Your cloud provider may do their own pen testing, in which case the type and scope can be defined in the cloud controls matrix mentioned above.
Reducing complexity is one way to take the headache out of cybersecurity. Smarter Integration provides Integration Connectivity-as-a-Service, enabling your cloud-based services and applications to communicate seamlessly. Our tried-and-tested library of reusable integration patterns and connectors offer a high level of security, based on best practices and common services. We adopt an API approach that ensures adherence to a single architecture and standard, reusable services.
All incoming connections to Smarter Integration utilise HTTPS using the latest TLS version. This ensures that all data coming from the client over the internet to the Smarter Integration servers is encrypted. Authentication and Authorization within any Smarter Integration service is via OAuth2 and AWS IAM (Identity and Access Management). Any user information required can be stored in an encrypted format.
To further secure the services enabled on Smarter Integration, a number of different measures can be implemented to not only ensure that the service is available 24/7 (e.g. throttling can be implemented to limit API calls) but is highly secure. The Smarter Integration APIs are installed on servers in virtual private cloud that have their own private subnets and the servers in the VPC are themselves protected by AWS security group.
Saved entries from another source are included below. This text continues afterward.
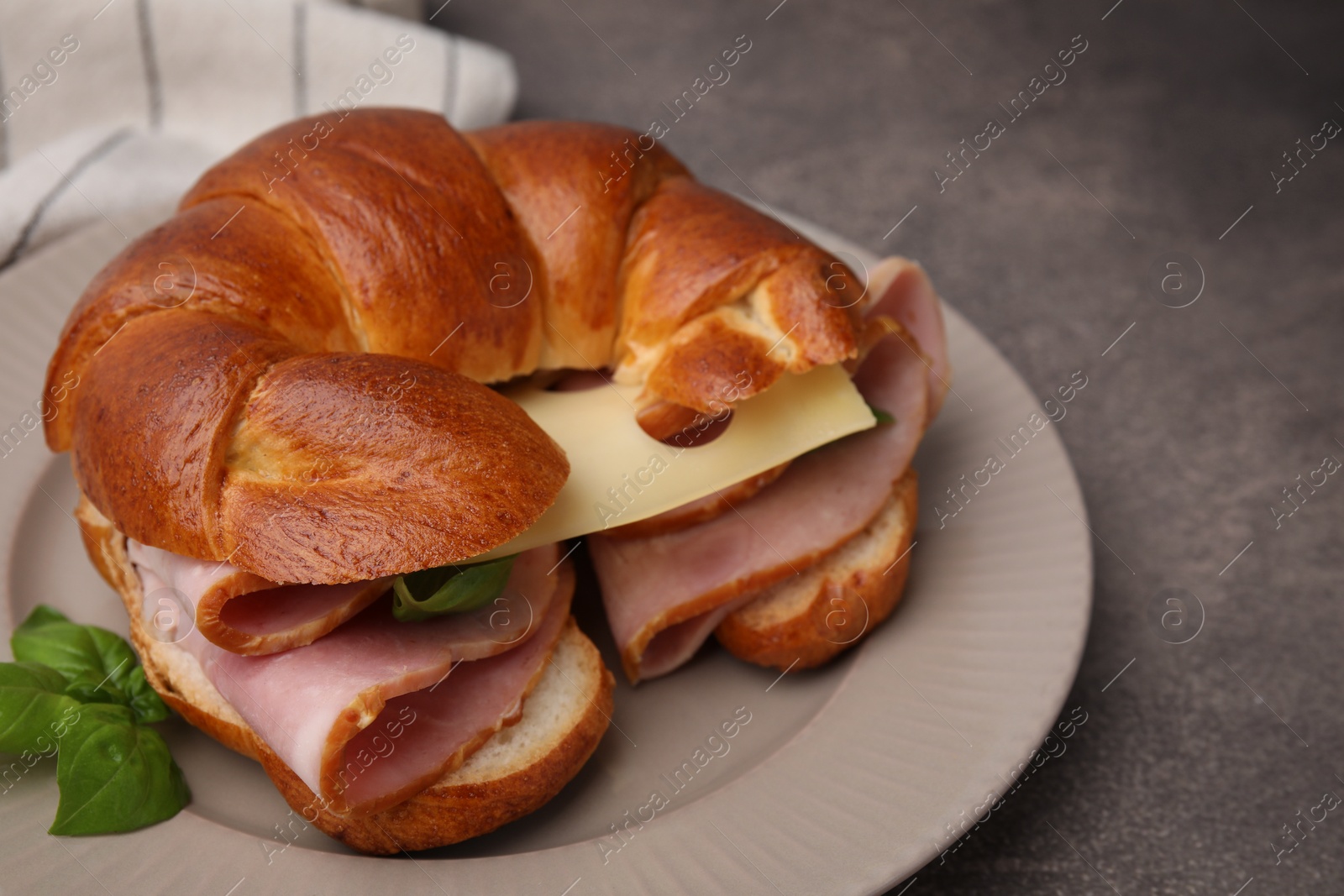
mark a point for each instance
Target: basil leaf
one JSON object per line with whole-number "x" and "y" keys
{"x": 884, "y": 417}
{"x": 430, "y": 593}
{"x": 71, "y": 649}
{"x": 31, "y": 705}
{"x": 114, "y": 775}
{"x": 89, "y": 687}
{"x": 100, "y": 664}
{"x": 144, "y": 700}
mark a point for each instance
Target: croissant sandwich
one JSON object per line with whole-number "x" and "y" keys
{"x": 338, "y": 421}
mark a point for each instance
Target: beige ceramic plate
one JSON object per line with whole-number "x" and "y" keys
{"x": 842, "y": 782}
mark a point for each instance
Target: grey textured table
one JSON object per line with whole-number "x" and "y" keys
{"x": 1160, "y": 139}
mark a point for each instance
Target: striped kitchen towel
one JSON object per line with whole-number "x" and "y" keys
{"x": 112, "y": 105}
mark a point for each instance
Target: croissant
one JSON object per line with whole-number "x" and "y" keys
{"x": 291, "y": 374}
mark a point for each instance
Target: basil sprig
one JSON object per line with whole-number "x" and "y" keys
{"x": 452, "y": 589}
{"x": 114, "y": 774}
{"x": 80, "y": 692}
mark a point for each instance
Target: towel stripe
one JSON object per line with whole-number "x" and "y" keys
{"x": 58, "y": 190}
{"x": 151, "y": 60}
{"x": 4, "y": 125}
{"x": 300, "y": 60}
{"x": 449, "y": 76}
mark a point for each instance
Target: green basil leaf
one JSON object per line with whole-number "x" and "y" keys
{"x": 452, "y": 589}
{"x": 31, "y": 707}
{"x": 884, "y": 417}
{"x": 100, "y": 664}
{"x": 114, "y": 775}
{"x": 91, "y": 687}
{"x": 73, "y": 649}
{"x": 144, "y": 700}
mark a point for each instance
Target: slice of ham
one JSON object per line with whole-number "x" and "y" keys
{"x": 245, "y": 613}
{"x": 338, "y": 708}
{"x": 902, "y": 291}
{"x": 664, "y": 591}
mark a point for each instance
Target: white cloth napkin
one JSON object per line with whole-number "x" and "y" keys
{"x": 109, "y": 107}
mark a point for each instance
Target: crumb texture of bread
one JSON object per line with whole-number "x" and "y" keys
{"x": 810, "y": 618}
{"x": 515, "y": 773}
{"x": 511, "y": 774}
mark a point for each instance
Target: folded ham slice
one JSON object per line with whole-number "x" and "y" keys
{"x": 336, "y": 710}
{"x": 900, "y": 289}
{"x": 245, "y": 613}
{"x": 664, "y": 594}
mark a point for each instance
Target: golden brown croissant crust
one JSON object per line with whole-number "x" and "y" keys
{"x": 288, "y": 374}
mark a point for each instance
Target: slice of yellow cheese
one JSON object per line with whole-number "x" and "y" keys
{"x": 618, "y": 474}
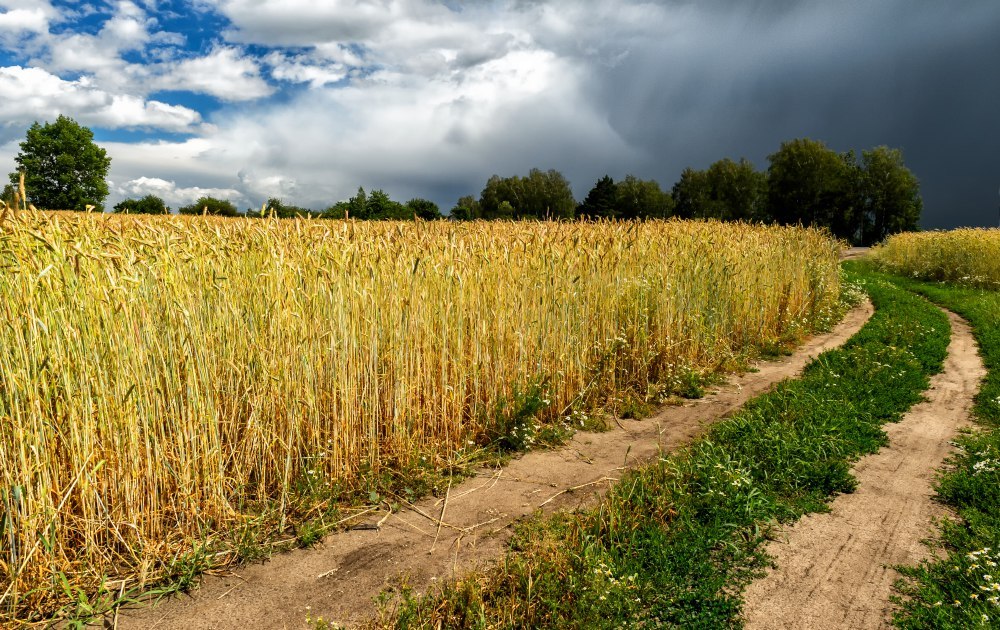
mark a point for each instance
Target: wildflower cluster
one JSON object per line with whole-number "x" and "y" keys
{"x": 985, "y": 572}
{"x": 988, "y": 462}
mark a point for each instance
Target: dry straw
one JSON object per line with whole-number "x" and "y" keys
{"x": 158, "y": 375}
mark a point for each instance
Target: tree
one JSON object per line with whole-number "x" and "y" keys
{"x": 737, "y": 191}
{"x": 540, "y": 195}
{"x": 600, "y": 201}
{"x": 692, "y": 195}
{"x": 63, "y": 168}
{"x": 423, "y": 209}
{"x": 277, "y": 208}
{"x": 211, "y": 205}
{"x": 9, "y": 195}
{"x": 466, "y": 209}
{"x": 150, "y": 204}
{"x": 641, "y": 199}
{"x": 381, "y": 207}
{"x": 813, "y": 185}
{"x": 889, "y": 196}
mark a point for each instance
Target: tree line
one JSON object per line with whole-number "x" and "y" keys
{"x": 861, "y": 199}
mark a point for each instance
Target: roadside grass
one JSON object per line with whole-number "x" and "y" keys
{"x": 674, "y": 542}
{"x": 961, "y": 589}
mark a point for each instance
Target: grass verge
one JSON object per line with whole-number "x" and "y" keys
{"x": 675, "y": 541}
{"x": 962, "y": 588}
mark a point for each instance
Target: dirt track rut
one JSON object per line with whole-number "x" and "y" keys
{"x": 835, "y": 570}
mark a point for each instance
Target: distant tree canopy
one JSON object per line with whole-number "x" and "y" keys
{"x": 862, "y": 202}
{"x": 466, "y": 209}
{"x": 540, "y": 195}
{"x": 211, "y": 205}
{"x": 806, "y": 182}
{"x": 275, "y": 207}
{"x": 63, "y": 168}
{"x": 887, "y": 197}
{"x": 423, "y": 209}
{"x": 150, "y": 204}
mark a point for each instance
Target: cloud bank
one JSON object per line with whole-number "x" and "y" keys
{"x": 307, "y": 101}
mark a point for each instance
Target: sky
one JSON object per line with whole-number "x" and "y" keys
{"x": 306, "y": 100}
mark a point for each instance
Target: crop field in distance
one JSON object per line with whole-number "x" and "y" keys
{"x": 966, "y": 256}
{"x": 162, "y": 378}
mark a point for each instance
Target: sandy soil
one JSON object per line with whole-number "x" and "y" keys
{"x": 834, "y": 570}
{"x": 439, "y": 538}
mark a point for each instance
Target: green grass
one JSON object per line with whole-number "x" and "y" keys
{"x": 962, "y": 590}
{"x": 674, "y": 542}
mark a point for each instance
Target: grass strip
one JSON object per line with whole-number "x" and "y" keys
{"x": 962, "y": 589}
{"x": 675, "y": 541}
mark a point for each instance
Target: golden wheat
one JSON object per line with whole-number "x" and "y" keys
{"x": 159, "y": 375}
{"x": 968, "y": 256}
There is no direct access to any of these servers.
All of the above is then fronted by an additional Firewall and to further enhance the security Smarter Integration implements a whitelist so only known IPs are allowed to make requests. Other AWS tools like AWS Shieldare are used by Smarter Integration to provide further security.
Our approach as outlined above can fit seamlessly into your existing IT setup without introducing any additional security-induced headaches.